Ingredients:
- 4 cups (packed, sifted) Confectioner’s Sugar (Icing Sugar)
- 4 Tbsp Meringue Powder
- 6 – 8 Tbsp Water (filtered, room temperature)
- 1 tsp Clear Vanilla Extract
- ½ tsp Almond or Lemon Extract (Optional)
Instructions:
- Prepare Dry Ingredients: Sift the confectioner’s sugar and meringue powder together into the mixer bowl. This step is non-negotiable; lumps ruin piping tips!
- Combine: Pour the vanilla extract and 6 tablespoons (90 ml) of water into the dry ingredients.
- Mix: Begin mixing on the lowest speed until the mixture is just combined (about 30 seconds). Scrape down the bowl.

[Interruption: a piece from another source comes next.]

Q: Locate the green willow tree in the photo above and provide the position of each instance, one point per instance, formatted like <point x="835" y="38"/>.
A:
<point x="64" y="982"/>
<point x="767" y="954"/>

- Whip: Increase the mixer speed to medium-high and whip for 5 to 7 minutes. The icing should thicken considerably and change from dull white to bright, opaque white.
- Achieve Stiff Peaks: Stop the mixer when the icing holds stiff, glossy peaks—like firm peaks you’d see in meringue. This is your thick, Piping Consistency (also known as Detail Icing).
- Divide and Reserve: Scoop half of the stiff icing into an airtight container. This portion is your Piping Icing for outlines and details. Cover immediately with plastic wrap pressed directly onto the surface to prevent crusting.
- Create Flooding Icing (Run-Out Icing): Return the remaining icing in the mixer bowl to low speed.
- Add Water Gradually: Slowly add water, ½ teaspoon at a time, mixing thoroughly after each addition.
- Test the “10-Second Rule”: Stop adding water when you reach the “10-Second Consistency.” To test: use a spoon to scoop some icing and drizzle it back into the bowl. The line of drizzle should disappear and melt back into the surface of the icing in approximately 8 to 12 seconds.
- Colour (Optional): If colouring, use gel food colouring (never liquid, as it upsets the careful water balance). Mix thoroughly.
- Store/Use: Transfer both the thick and the thin icings into their designated piping bags or squeeze bottles and start decorating your cooled cookies.